A Vocalia 4 da Câmara Civil e Comercial de Jujuy, sob a responsabilidade do Dr. Mateo, emitiu uma sentença que pode transformar a abordagem legal sobre os direitos dos animais na Argentina.

Em um caso por dano moral iniciado por uma mulher contra três protetores, a Justiça rejeitou a demanda e, ao fundamentar sua decisão, reconheceu os animais como sujeitos de direito, afastando-se do enquadramento tradicional do Código Civil e Comercial, que os considera objetos.

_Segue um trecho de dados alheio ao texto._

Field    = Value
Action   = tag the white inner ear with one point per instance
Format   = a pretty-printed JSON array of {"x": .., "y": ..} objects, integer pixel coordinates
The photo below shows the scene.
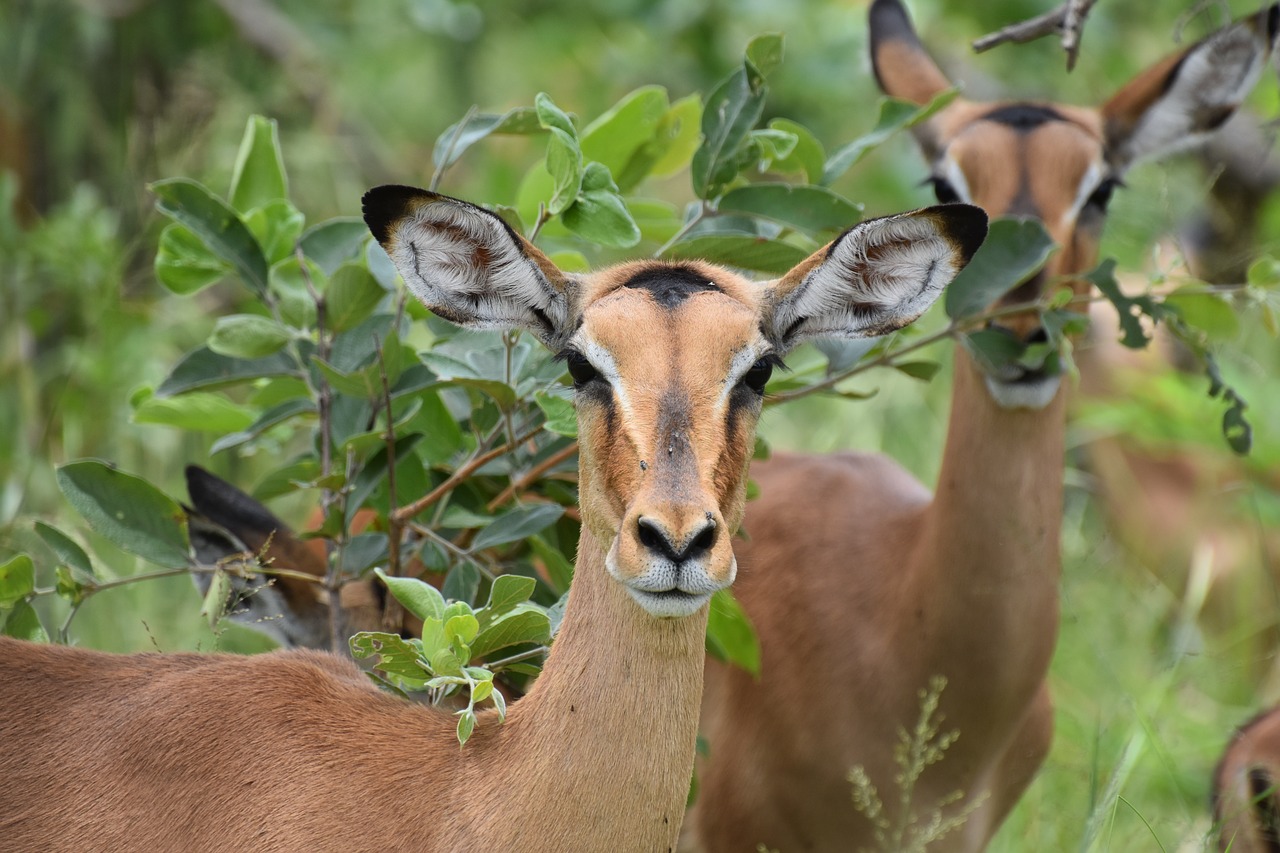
[
  {"x": 465, "y": 264},
  {"x": 1215, "y": 76},
  {"x": 876, "y": 278}
]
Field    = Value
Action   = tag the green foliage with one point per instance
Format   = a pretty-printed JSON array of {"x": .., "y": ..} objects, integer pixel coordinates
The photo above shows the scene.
[
  {"x": 915, "y": 751},
  {"x": 456, "y": 638}
]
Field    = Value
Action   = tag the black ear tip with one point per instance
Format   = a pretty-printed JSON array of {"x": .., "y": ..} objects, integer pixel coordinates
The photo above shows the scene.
[
  {"x": 384, "y": 206},
  {"x": 888, "y": 19}
]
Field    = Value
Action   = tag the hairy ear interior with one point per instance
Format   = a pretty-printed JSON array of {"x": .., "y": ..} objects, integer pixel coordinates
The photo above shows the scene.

O caso Cafrune: entre a busca e o dever de cuidado

O caso teve origem no desaparecimento de Cafrune, um cão entregue sob guarda à demandante. Ao tentar recuperá-lo, os protetores descobriram que o animal já não estava. A mulher alegou que ele havia morrido, mas não apresentou provas conclusivas. Em resposta, diferentes contas nas redes sociais iniciaram a campanha “Onde está Cafrune?”, que a demandante interpretou como um ataque.

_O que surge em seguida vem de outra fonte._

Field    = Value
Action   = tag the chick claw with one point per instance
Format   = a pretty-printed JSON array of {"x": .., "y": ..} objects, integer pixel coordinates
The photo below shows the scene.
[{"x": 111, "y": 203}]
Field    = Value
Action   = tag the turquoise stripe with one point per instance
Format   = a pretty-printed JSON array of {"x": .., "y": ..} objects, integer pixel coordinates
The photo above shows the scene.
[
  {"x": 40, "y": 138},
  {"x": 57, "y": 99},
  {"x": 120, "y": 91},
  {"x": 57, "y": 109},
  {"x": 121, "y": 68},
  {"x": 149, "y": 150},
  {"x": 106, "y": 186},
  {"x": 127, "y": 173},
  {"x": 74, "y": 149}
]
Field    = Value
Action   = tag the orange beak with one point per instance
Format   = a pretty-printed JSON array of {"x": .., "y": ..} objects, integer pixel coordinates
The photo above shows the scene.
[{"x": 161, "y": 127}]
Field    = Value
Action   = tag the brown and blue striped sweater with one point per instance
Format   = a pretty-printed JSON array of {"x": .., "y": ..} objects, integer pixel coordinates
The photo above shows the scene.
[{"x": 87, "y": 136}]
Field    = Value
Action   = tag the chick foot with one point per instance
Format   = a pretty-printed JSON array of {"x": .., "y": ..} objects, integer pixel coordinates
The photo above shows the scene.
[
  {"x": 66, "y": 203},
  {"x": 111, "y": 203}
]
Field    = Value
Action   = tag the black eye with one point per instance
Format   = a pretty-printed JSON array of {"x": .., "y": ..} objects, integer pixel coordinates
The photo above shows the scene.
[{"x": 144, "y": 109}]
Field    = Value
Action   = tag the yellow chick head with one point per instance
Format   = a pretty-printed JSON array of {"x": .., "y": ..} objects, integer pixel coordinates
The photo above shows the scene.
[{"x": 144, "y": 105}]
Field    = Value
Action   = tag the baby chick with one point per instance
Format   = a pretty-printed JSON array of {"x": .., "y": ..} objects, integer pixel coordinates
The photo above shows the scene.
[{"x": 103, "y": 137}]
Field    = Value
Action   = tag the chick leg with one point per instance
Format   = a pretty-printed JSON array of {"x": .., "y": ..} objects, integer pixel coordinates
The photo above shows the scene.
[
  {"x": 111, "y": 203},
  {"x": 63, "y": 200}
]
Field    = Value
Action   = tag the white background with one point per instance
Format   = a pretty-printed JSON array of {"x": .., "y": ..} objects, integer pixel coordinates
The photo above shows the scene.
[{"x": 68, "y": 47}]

A sentença concluiu que não houve difamação, mas sim uma ação legítima de busca e proteção animal, segundo explicou a advogada ativista Dra. Dafne Rodríguez.

Reconhecimento jurídico: os animais como sujeitos de direito

O ponto mais relevante da decisão é a mudança de enquadramento legal: os animais deixam de ser tratados como coisas e passam a ser sujeitos de direito, o que implica que podem ser titulares de proteção jurídica.

  • Incapacidade de fato: reconhece-se que os animais não podem exercer direitos por si mesmos, mas requerem intervenção de terceiros para sua proteção
  • Jurisprudência civil: soma-se ao reconhecimento penal já estabelecido pela Lei 14.346, que considera os animais como vítimas de maus-tratos
  • Marco normativo ampliado: a decisão alinha-se com a Convenção dos Direitos dos Animais, a Constituição provincial de Jujuy e precedentes como os casos de Sandra (orangotango) e Cecilia (chimpanzé)
direitos animais
Decisão histórica reconhece os animais como sujeitos de direito.

Implicações práticas e fortalecimento legal

“Se uma pessoa danifica um animal, o ordenamento o enquadra com a mesma seriedade que quando danifica uma pessoa”, afirmou Rodríguez.

Este critério fortalece as ferramentas jurídicas para agir rapidamente diante de maus-tratos ou abandono, e eleva o padrão de proteção na província. Além disso, ordena futuras discussões judiciais e legislativas, consolidando o princípio de progressividade e não regressão em matéria de direitos animais.

Avanços e desafios no direito animal argentino

  • Marco legal vigente: leis como a 14346 e a 27330 proíbem os maus-tratos e as corridas de cães
  • Limitações estruturais: o Código Civil e Comercial ainda considera os animais como bens, o que restringe sua proteção
  • Projetos em curso: iniciativas como a lei de seres sencientes buscam reconhecer os animais como pessoas não humanas com direitos próprios
  • Jurisprudência progressiva: casos emblemáticos abriram o caminho para uma proteção legal superior

Por que avançar no reconhecimento da senciência

  • Evidência científica: os animais sentem dor, angústia e prazer
  • Proteção efetiva: reconhecê-los como sujeitos de direito facilita o trabalho judicial e a defesa legal
  • Sociedade empática: promove valores de respeito, consciência ambiental e justiça interespécies

A decisão da Câmara de Jujuy não apenas encerra um caso civil: abre uma nova etapa no direito animal argentino, onde os seres sencientes deixam de ser tratados como objetos e começam a ocupar um lugar legítimo no sistema jurídico.

O caso Cafrune se torna um precedente e sinal, tanto para a Justiça quanto para a sociedade, sobre o dever de cuidado e o reconhecimento da vida não humana como parte do tecido legal e ético contemporâneo.